Headquarters and Hospital
Dr. Allen C. Hammond constructed this Greek Revival-style house about 1838. During the Civil War, both sides used it periodically for a headquarters or a hospital. The war ruined Hammond, a strong Southern sympathizer.
In October 1859, Hammond's son George Newkirk "Kirk" Hammond (1833-1864), a Virginia Military Institute graduate, rushed to Martinsburg to join the county militia when he learned of John Brown's Raid at Harpers Ferry. Capt E.G. Alburtis led his company to the town, where the men freed some of Brown's hostages and forced the raiders to withdraw into the Armory engine house (now called Brown's Fort). One of the Brown's men wounded Hammond during the action. When the Civil War began, Hammond joined Co. J.E.B. Stuart's 1st Virginia Cavalry and became captain of Co. B, the Berkeley Troop. He was mortally wounded at the Battle of Yellow Tavern on May 11, 1864, as was Stuart, who died six days after the battle and is buried in the Confederate Officers' section of Hollywood Cemetery in Richmond.
During the Antietam Campaign in 1862, Confederate Gen. Thomas J. "Stonewall" Jackson's men camped here on September 11. They had just captured the Federal garrison at North Mountain Depot north of Martinsburg, cutting the Baltimore and Ohio Railroad and thereby preventing the Union forces at Harpers Ferry from escaping by rail.

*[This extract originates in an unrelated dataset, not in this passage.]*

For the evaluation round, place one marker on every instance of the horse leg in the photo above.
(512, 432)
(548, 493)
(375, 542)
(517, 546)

Confederate Gen. John McCausland began his July 1864 cavalry raid into Pennsylvania from his house. He burned Chambersburg in retaliation for the Federal destruction of houses in the Shenandoah Valley—one of many such retaliations on both sides.
(Sidebar): After the war, Dr. Hammond asserted that Union forces often used his 22-room mansion as a hospital. An excerpt from a report written by Lt. Richard G. Prendergast, 1st New York Cavalry, appears to support Hammond's claim. Prendergast had attacked and pursued a detachment of the 7th Virginia Cavalry, wounding and capturing 13 of them: "
Headquarters Cavalry Picket, Hammond's House, Va., December 11, 1862. ... I pursued them to the base of Bunker Hill, when, seeing that they were supported by the rest of that regiment, drawn up on the crest of that hill, I halted, and returned unpursued, by Martinsburg, here. My only casualty is the slight wounding of one horse. Two of the prisoners [presumably lodged in the house] are wounded with the saber, one very seriously." The house burned in 1978, but recently has been reconstructed within the original walls.